Stories

Team Engine’s Himika driven to have a positive impact in Bangladesh

16 July 2015
ITC News

Samira Himika wears many hats: entrepreneur and communications specialist, campaigner, art promoter, product designer and even vocalist. One broad goal drives her: making an impact.

Himika has been doing just that as managing director of Team Engine, a company she founded with the hope of improving the lives of other Bangladeshis. Team Engine aims to help entrepreneurs and small and medium-sized enterprises develop their businesses. This ‘social good company’ began in 2010 with 11 employees and now has ‘family’ of more than 50 members.

Team Engine’s projects include Alchemy, a nationwide campaign that promotes healthy living and disease prevention, as well as Ancestor, a platform that encourages reading, appreciation of cultural artworks and self-exploration. The company’s research and development team has developed optical character recognition technology that allows – for the first time ever – the digitalization of content in Bengali, the main language of Bangladesh, spoken by some 280 million people there and in neighbouring parts of India.

But Himika didn’t stop there. She recently founded two other businesses, and says all her companies ‘will give solutions to things we talk about over dinner or in chitchat, but we don’t act on. I want to have an impact, help people grow, and if they grow, we grow’.

In 2009, with her career at the BBC World Service Trust ‘at the top’, Himika was faced with a decision: what to do next. ‘I had a conversation with myself,’ she says. ‘I had two options: take a global position or pursue something that would utilize my skill, my passion, the value of the brand that I created around me. I chose the second option. I have no regrets.’

As the daughter of one of the founders of Grameen Bank – a Nobel Peace Prize-winning microfinance institution and bank that makes small loans to the poor without requiring collateral – Himika connected with people from a young age. ‘I understand the people’s pulse,’ she says. ‘All of the strengths of this country are something I learned in my childhood.’

She’s learned her own strengths, too, with one of the most important being conviction. ‘People tell me that if I think of something, I do it. People understand who is a doer and who isn’t. I have this doer characteristic, so people believe in me. Also, I am a very positive person; I try to stay away from negative things.’

This attitude has served Himika well as an executive committee member of the Bangladesh Association for Software and Information Services (BASIS), the national trade body for the country’s software and IT-enabled services (ITES) industry. She leads the BASIS Women’s Forum, which seeks to increase the number of women in the country’s technology industry.

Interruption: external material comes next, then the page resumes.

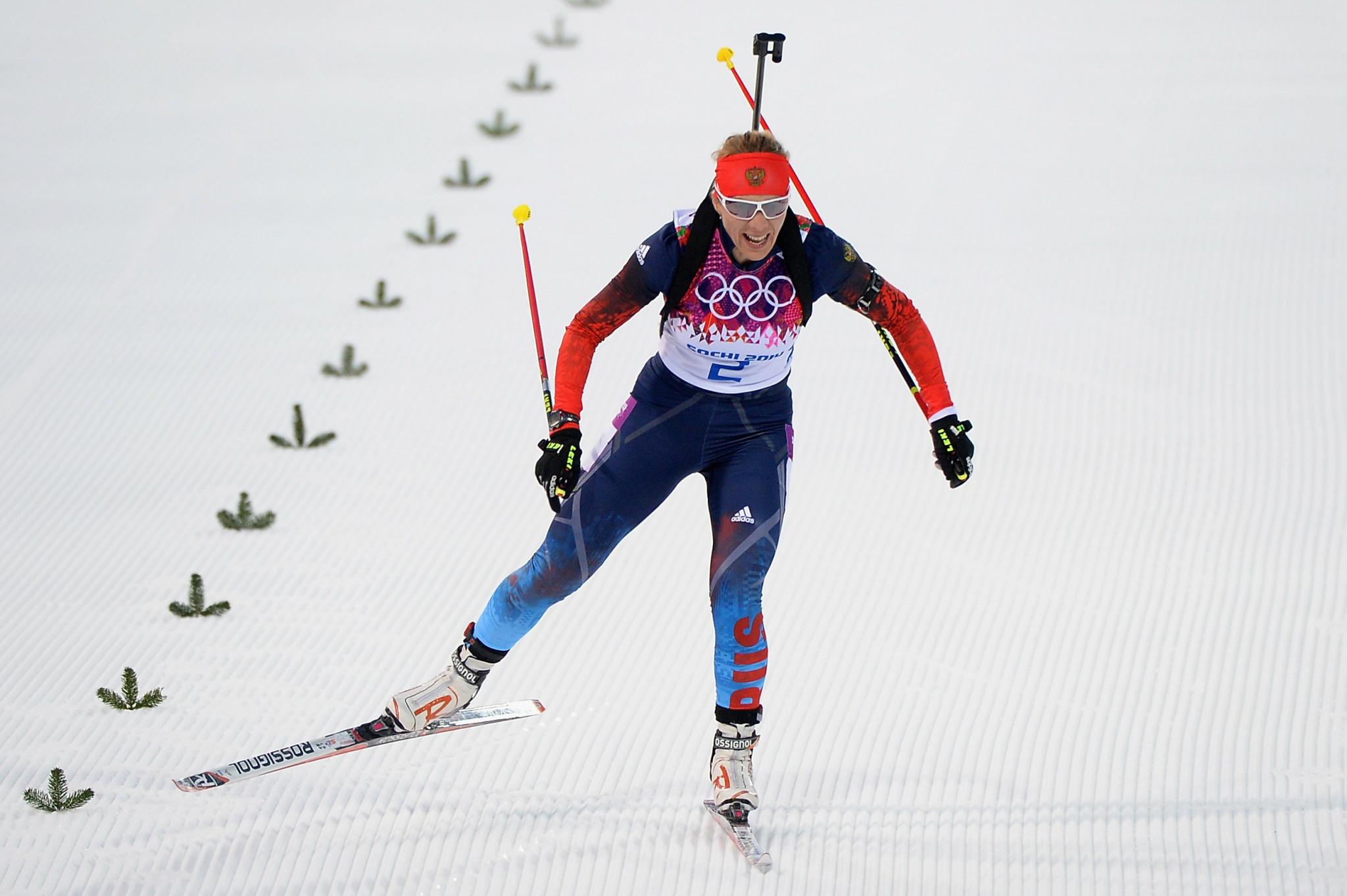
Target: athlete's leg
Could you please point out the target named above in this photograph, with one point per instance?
(747, 500)
(655, 447)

The Women’s Forum is supported by the Netherlands Trust Fund (NTF) III Bangladesh project, which aims to boost the competitiveness and export revenues of the high-tech sectors in Bangladesh. The forum, which launched on June 27, will provide mentoring, counselling and training to women, who represent about 10% of IT business owners in Bangladesh, and try to place women in jobs. The NTF III programme is funded by the Dutch government through the agency Centre for the Promotion of Imports from developing countries (CBI), and implemented by the International Trade Centre.

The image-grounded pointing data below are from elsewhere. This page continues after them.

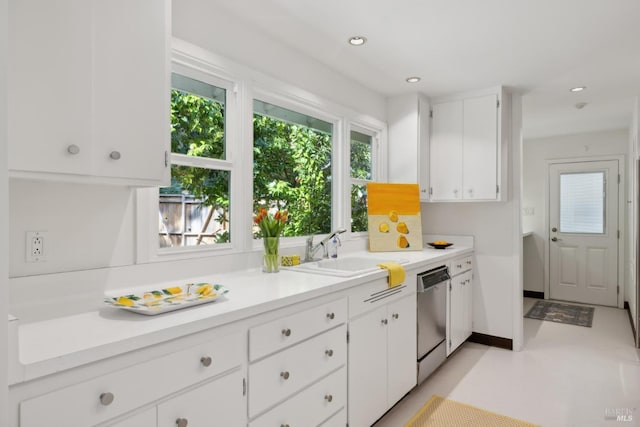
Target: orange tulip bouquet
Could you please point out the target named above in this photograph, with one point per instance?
(271, 226)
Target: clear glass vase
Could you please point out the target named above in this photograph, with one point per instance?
(271, 261)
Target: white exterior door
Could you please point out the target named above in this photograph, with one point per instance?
(583, 222)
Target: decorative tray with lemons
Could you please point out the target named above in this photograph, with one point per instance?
(440, 244)
(169, 299)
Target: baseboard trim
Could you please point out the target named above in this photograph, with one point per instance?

‘Some people say I’m doing too many things at a time,’ says Himika, 32. ‘I look into my business in a way that yes, these are initiatives which are contributing to society, the country, the people. I have a lot of work to do. We hope to be globally recognized soon, brand-wise, as unique boutique companies. We’ll be all over, also outside Bangladesh, in 10 years. We require great energy because we’re trying to do something that has never been done.’